I was exploring the possibility of joining tutorfind.com when I turned up some wacky unexplained things. Then I discovered what seems to be the most likely explanations for those things. I've been a tutor on and off for 12 years and I have over 1000 tutoring hours with clients, and I am sick of being treated like garbage by these types of people. Stay away from tutorfind.com and be very wary of the American Tutoring Association (ATA) until you understand more about their relationship to each other and to CER, LLC.

After clicking on the web site's "Be a TutorFind Tutor" button, I read that all TutorFind tutors must be certified by the ATA and the company will help me process my certification. For a tutor/student matching service or a tutoring agency to absolutely require all its tutors to be certified seemed strange, but for it to require all its tutors to have one and only one type of certification seemed downright bizarre. A college professor or a 20-year veteran of a great school district would not be able to join tutorfind.com as a tutor without ATA certification, so I headed over to the ATA site at www.americantutoringassociation.org and read about that organization.

For a one-time fee of $95 and a recurring fee of $65/year, the ATA would provide me with a background check of myself (a useful thing for a tutor to have) and several useless things--for me at least--like verifying my own references and confirming that I have a Bachelor's Degree or the equivalent. How much of my fee would go into the background check? Probably less than $10. Where would the rest of my certification fee go? The ATA is a 501(c)(3) non-profit organization, so chances are that nobody is getting rich off of those outlandish and unreasonable certification fees, but that money must be going somewhere. Now for a question to ponder later: Is it still perfectly legal for non-profits to compensate their board members with high salaries?

Now imagine you'd never heard of tutorfind and go ahead and search for tutors at the non-profit ATA's web page at http://www.americantutoringassociation.org/index.php?action=search and which tutors do you find over and over? I find nearly all of them are tutors at the for-profit tutorfind.com. How and why does the ATA care so much about TutorFind?

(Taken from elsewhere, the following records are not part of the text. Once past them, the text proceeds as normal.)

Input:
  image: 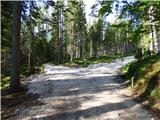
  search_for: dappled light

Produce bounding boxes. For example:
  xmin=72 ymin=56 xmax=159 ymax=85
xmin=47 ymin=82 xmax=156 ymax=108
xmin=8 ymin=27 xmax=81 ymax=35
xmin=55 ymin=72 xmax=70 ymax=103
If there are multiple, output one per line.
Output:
xmin=0 ymin=0 xmax=160 ymax=120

Back at tutorfind.com, I was trying to figure out some details about their organization from a tutor's perspective. Namely, how do funds get transferred from the client to the company and from the company to me, and who pays how much for what and when. Before being provided with answers to some of my most basic questions, I was presented with an independent contractor agreement between myself and an entity called "CER, LLC." Who the hell is "CER, LLC" and why are they expecting me to agree to anything when I know so little about everything?

How dare tutorfind treat potential tutors in this shabby and disgusting way by asking us to agree to terms and rates that we don't know with a limited liability corporation we've never heard of? How can they get away with this in 2011?

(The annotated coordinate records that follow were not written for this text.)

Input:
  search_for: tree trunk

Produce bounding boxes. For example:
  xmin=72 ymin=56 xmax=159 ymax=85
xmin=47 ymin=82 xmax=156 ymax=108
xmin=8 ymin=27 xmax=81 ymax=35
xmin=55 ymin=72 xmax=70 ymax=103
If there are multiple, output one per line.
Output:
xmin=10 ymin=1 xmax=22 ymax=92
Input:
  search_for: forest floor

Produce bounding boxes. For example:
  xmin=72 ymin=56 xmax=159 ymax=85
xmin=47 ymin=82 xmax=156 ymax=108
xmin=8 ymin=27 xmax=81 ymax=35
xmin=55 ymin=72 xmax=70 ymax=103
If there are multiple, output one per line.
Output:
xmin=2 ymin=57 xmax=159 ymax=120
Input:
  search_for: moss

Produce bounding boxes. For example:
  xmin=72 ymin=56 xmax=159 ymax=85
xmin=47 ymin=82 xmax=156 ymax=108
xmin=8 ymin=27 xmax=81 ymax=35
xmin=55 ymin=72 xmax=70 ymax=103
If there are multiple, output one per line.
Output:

And the contract has one bizarre clause: "Occasionally, TutorFind will pay for all costs associated with ATA Certification. In these cases tutor agrees to give TutorFind two hours of tutoring at no charge." What? How and why does TutorFind care so much about ATA?

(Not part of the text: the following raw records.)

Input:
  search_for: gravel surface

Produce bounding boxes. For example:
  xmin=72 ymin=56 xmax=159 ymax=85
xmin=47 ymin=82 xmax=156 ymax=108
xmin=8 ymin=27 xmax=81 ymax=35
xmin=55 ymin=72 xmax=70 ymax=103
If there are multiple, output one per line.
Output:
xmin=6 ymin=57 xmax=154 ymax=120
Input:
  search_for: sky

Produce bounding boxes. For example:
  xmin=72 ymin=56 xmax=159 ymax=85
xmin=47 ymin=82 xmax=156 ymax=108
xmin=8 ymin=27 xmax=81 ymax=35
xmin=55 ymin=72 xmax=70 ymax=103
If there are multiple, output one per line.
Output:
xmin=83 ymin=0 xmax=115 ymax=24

What's tutorfind.com like from the client's perspective? Try it and see. Eventually, you'll receive a list of possible tutors in your area that tutor the subject you want, and you're asked to click a link to "Schedule Work With This Tutor" and enter how many hours you want to buy BEFORE knowing how much each tutor charges! Eventually, you reach a payment screen with the statement: "A one time $95.00 Registration Fee will be charged to new clients prior to the first tutoring sessison. [sic]" Strange... a one time fee of $95 for doing almost nothing... that sounds familiar...

One possible answer to these mysteries is at http://www.americantutoringassociation.org/?action=meet_board. The first board member and a founding member of the ATA also founded TutorFind. She must like the number 95. After all, her non-profit charges tutors $95 in return for doing almost nothing except directing potential customers to her for-profit that charges clients $95 in return for doing almost nothing. If I were her, I'd like the number 95 too.